El Alzheimer y otras demencias en Chile: un desafío pendiente

Por:

Radio U. de Chile
05/10/2014

Se conmemoró un día y un mes más de la fecha universal sobre el alzhéimer –en septiembre- y este año, hubiéramos querido contar noticias positivas o hablar de una mayor repercusión de esta fecha en nuestro país

¿Por qué, entre todas las enfermedades que aquejan a la humanidad, se instituyó en 1994 un día para el Alzheimer? El mejoramiento de las condiciones de vida y de la atención de salud han contribuido a que en las últimas cuatro décadas la esperanza de vida se haya incrementado en más de 10 años. Esto ha tenido como efecto un aumento de la cantidad de personas que portan enfermedades crónicas no transmisibles, entre ellas la enfermedad de Alzheimer y otras demencias.

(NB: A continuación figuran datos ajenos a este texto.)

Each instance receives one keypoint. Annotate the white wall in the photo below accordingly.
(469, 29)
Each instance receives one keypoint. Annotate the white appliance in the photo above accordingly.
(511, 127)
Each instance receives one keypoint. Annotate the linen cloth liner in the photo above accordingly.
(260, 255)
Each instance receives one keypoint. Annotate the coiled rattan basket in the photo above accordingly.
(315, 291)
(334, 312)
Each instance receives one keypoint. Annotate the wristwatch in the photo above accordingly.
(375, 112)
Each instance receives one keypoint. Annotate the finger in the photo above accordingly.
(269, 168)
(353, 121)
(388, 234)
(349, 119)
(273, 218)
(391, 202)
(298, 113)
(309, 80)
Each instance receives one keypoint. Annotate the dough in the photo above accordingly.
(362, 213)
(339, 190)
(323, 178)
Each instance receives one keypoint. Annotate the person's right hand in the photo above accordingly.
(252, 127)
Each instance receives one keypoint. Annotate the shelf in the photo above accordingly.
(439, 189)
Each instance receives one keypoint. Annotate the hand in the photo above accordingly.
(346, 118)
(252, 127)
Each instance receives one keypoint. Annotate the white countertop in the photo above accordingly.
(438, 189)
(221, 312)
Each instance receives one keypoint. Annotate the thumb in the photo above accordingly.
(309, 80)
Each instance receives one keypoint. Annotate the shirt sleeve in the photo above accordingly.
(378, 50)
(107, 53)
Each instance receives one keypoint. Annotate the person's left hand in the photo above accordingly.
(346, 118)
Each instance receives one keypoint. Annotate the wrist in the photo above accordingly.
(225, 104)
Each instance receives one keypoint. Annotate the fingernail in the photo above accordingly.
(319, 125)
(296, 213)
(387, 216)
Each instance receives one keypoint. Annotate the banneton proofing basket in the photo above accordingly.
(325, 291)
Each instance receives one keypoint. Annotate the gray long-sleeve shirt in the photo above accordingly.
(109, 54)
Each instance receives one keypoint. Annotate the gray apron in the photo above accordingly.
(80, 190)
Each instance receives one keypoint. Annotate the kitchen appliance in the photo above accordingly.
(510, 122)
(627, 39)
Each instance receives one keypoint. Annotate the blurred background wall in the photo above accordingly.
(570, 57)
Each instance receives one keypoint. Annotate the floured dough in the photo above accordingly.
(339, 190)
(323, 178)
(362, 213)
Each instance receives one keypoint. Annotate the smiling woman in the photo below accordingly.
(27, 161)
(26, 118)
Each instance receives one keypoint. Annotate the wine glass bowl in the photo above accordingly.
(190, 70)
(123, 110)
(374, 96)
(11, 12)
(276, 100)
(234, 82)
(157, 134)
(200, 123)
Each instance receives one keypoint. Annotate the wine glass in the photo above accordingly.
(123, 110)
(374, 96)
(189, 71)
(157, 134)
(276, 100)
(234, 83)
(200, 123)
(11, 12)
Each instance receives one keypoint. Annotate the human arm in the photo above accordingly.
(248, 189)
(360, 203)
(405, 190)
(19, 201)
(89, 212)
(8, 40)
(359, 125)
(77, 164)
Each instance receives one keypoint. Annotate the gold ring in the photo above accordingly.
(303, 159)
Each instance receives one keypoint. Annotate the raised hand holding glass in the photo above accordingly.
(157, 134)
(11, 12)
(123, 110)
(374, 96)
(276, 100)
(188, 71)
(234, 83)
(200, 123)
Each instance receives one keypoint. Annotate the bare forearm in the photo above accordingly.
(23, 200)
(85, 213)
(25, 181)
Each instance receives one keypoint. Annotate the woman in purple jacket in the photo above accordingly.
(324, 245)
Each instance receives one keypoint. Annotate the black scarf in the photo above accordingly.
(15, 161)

Se estima que alrededor de 35 millones de personas en el mundo tienen hoy algún un tipo de demencia, cifra que se duplicará cada 20 años, alcanzando 115 millones de enfermos en el año 2050. Considerando su alta prevalencia, su impacto en la calidad de vida de las personas y su alto costo, el 2012, la Organización Mundial de la Salud y Asociación Internacional de Alzheimer solicitó a los gobiernos declarar a las demencias una prioridad de salud y desarrollar planes nacionales para otorgar una adecuada atención a quienes viven con demencias con el fin de mitigar el impacto de estas enfermedades en los países. En Latinoamérica, al menos tres países han empezado a desarrollar planes nacionales.

Chile será en 2020 el país más envejecido de Latinoamérica, por lo que urge pensar en políticas públicas para las demencias dado que aquí no contamos aún con planes de atención y de cuidado efectivos para estas personas. No podemos dejar que las personas con Alzheimer y sus familias asuman solas la enfermedad. La falta de ayuda, entre otras consecuencias, hace que se creen enormes desigualdades entre las familias que pueden costear ayuda externa y aquellas en las que un familiar debe dejar de trabajar para cuidar al enfermo.

En Chile, más de 180 mil personas (1% de los chilenos) presenta algún tipo de demencia, cifra que se incrementará a más de 3 millones de personas (3% de los chilenos) en 2020. El estudio Carga Mundial de las Enfermedades 2010, publicado el 2013, mostró que, entre 1990 y 2010, la cantidad de años perdidos por discapacidad o muerte causados por las demencias se incrementó en más del 200%. En los últimos 20 años, la cantidad de muertes atribuidas a demencias aumentó en un 526%.

Estas cifras son demasiado elocuentes a la hora de evaluar la preeminencia que debe corresponder a las demencias en las políticas públicas. Es urgente diseñar e implementar políticas públicas articuladas mediante un Plan Nacional. En efecto, son necesarios cambios en múltiples ámbitos para responder a las necesidades que generan las demencias. No existe hoy una cura para el Alzheimer, pero es posible mejorar la calidad de vida de las personas con Alzheimer y su entorno mediante intervenciones socio-sanitarias adecuadas. Las Universidades deben ser un actor privilegiado en el desarrollo de estos planes, partiendo por enfatizar la inclusión de estas enfermedades en sus mallas curriculares. Un eje fundamental de los planes ha de ser la investigación que se efectúe en nuestro país, la que permitirá conocer mejor la realidad de estas enfermedades en Chile, estudiar sus mecanismos etiopatogénicos – paso fundamental para investigar eventuales fármacos para el Alzheimer – y evaluar el impacto de las políticas públicas implementadas.

En Chile estamos viviendo un proceso de cambio que revaloriza el espacio público. La actitud que tengamos hacia las personas con Alzheimer y otras demencias nos dirá mucho sobre el modelo de sociedad que deseamos construir: una sociedad que solo se ocupa de quienes producen y se olvida de quienes olvidan, o una sociedad que cuida a los que no pueden velar por sí mismos, los hace partícipes del bien común y los incluye en el espacio público junto a todos los ciudadanos.